Protease and Cancer

PROTEASE AND CANCER

Protease, the enzyme that digests proteins, has been known to help break down the protein elements of cancer tumors. It's part of a common complementary therapy for cancer which uses digestive enzymes to replenish enzymes needed to attack and control tumor tissue and to improve the immune system.

Some sources, however, such as Eat to Beat Cancer, by J Robert Hatherill, have sparked confusion about the role of protease in fighting cancer. Hatherill's position is that when protease breaks down the tumor, it enables tumor particles to spread through the blood stream, then anchor and grow in other parts of the body. To help prevent this from happening he recommends eating nuts for their protease inhibiting properties. [Nuts contain small amounts of pro-tease inhibitors to protect against environmental stresses.]

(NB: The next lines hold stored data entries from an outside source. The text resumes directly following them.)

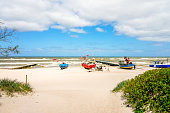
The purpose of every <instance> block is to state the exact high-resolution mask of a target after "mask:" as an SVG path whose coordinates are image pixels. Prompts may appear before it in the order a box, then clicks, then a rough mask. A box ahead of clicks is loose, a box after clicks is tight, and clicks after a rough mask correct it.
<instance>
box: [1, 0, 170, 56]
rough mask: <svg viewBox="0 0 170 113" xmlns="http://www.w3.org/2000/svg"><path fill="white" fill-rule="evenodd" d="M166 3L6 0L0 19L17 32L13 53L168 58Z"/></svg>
mask: <svg viewBox="0 0 170 113" xmlns="http://www.w3.org/2000/svg"><path fill="white" fill-rule="evenodd" d="M129 3H130V4H129ZM168 4H169V5H170V2H169V0H164V1H162V0H150V1H147V0H143V1H138V0H109V1H105V0H101V1H98V0H92V1H91V0H86V1H82V0H62V1H61V0H37V4H35V1H34V0H29V1H18V0H13V1H10V2H9V1H8V0H6V1H2V2H1V3H0V6H1V9H2V10H0V20H1V21H2V22H3V23H5V26H7V27H8V28H12V29H13V28H14V29H16V30H17V33H16V37H17V38H16V40H15V43H14V45H15V44H17V45H19V50H20V54H18V55H16V56H80V55H86V54H89V55H91V56H170V27H169V26H170V21H169V20H170V16H169V15H170V8H169V5H168ZM134 9H135V10H134ZM16 12H17V13H16Z"/></svg>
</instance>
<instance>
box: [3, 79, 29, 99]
mask: <svg viewBox="0 0 170 113" xmlns="http://www.w3.org/2000/svg"><path fill="white" fill-rule="evenodd" d="M0 90H1V91H3V92H5V93H6V94H7V95H8V96H14V93H18V94H27V93H29V92H32V88H31V87H30V85H29V84H25V83H22V82H18V81H17V80H9V79H1V80H0Z"/></svg>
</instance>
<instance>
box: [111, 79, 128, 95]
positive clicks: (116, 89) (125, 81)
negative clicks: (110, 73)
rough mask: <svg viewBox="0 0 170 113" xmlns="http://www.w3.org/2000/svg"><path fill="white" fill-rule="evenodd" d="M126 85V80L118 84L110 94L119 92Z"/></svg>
mask: <svg viewBox="0 0 170 113" xmlns="http://www.w3.org/2000/svg"><path fill="white" fill-rule="evenodd" d="M126 83H127V81H126V80H125V81H122V82H120V83H119V84H117V86H116V87H115V88H114V89H113V90H112V92H118V91H120V90H121V89H122V88H123V87H124V85H125V84H126Z"/></svg>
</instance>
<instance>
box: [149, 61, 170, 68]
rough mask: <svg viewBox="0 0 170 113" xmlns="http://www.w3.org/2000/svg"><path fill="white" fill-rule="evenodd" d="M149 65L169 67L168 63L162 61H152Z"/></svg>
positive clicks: (159, 67) (154, 66)
mask: <svg viewBox="0 0 170 113" xmlns="http://www.w3.org/2000/svg"><path fill="white" fill-rule="evenodd" d="M149 67H155V68H170V64H164V63H163V61H153V64H152V65H149Z"/></svg>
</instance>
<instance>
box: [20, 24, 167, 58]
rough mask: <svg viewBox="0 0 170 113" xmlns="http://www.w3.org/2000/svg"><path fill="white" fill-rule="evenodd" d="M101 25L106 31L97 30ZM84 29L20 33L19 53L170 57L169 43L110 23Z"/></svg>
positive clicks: (56, 29)
mask: <svg viewBox="0 0 170 113" xmlns="http://www.w3.org/2000/svg"><path fill="white" fill-rule="evenodd" d="M99 27H100V28H101V29H103V30H104V32H98V31H96V28H99ZM84 31H86V33H74V32H63V31H62V30H58V29H51V28H50V29H49V30H47V31H34V32H17V39H18V40H17V43H18V44H19V46H20V54H19V56H80V55H86V54H89V55H91V56H169V53H168V51H169V50H168V48H170V45H169V44H168V43H166V42H159V43H158V42H153V41H140V40H137V39H136V38H135V37H130V36H126V35H123V34H118V33H117V32H115V31H114V29H113V27H112V26H109V25H107V26H93V27H85V28H84ZM166 51H167V52H166Z"/></svg>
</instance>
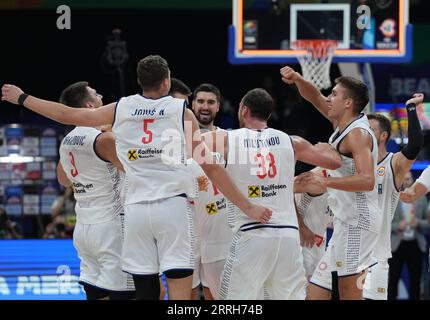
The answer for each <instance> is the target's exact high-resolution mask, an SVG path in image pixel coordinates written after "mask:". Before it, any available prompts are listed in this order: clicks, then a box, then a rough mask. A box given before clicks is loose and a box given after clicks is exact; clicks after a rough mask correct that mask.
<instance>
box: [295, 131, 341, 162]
mask: <svg viewBox="0 0 430 320" xmlns="http://www.w3.org/2000/svg"><path fill="white" fill-rule="evenodd" d="M291 139H292V141H293V145H294V150H295V151H296V158H297V160H300V161H303V162H306V163H309V164H312V165H314V166H319V167H323V168H327V169H331V170H335V169H337V168H339V167H340V166H341V159H340V155H339V153H337V151H336V150H335V149H333V148H332V147H331V146H330V145H328V144H327V143H318V144H316V145H312V144H311V143H310V142H308V141H307V140H305V139H303V138H301V137H299V136H291Z"/></svg>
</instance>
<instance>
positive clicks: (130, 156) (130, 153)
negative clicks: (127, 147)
mask: <svg viewBox="0 0 430 320" xmlns="http://www.w3.org/2000/svg"><path fill="white" fill-rule="evenodd" d="M127 157H128V160H130V161H134V160H137V150H136V149H131V150H128V153H127Z"/></svg>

However, Leo Roy, MD, a complementary practitioner in British Columbia, advises that breaking down a tumor the way Hatherill describes would require a far larger amount of protease than is commonly found in enzyme therapy. Even so, Roy says these large amounts would probably be enough to digest the small fragments of tumor. He stresses the importance of enzyme therapy in fighting cancer.

The bottom line? We recommend soaking most nuts and throwing away the soak water. This will remove protein inhibitors and any doubt that they may interfere with enzyme therapy.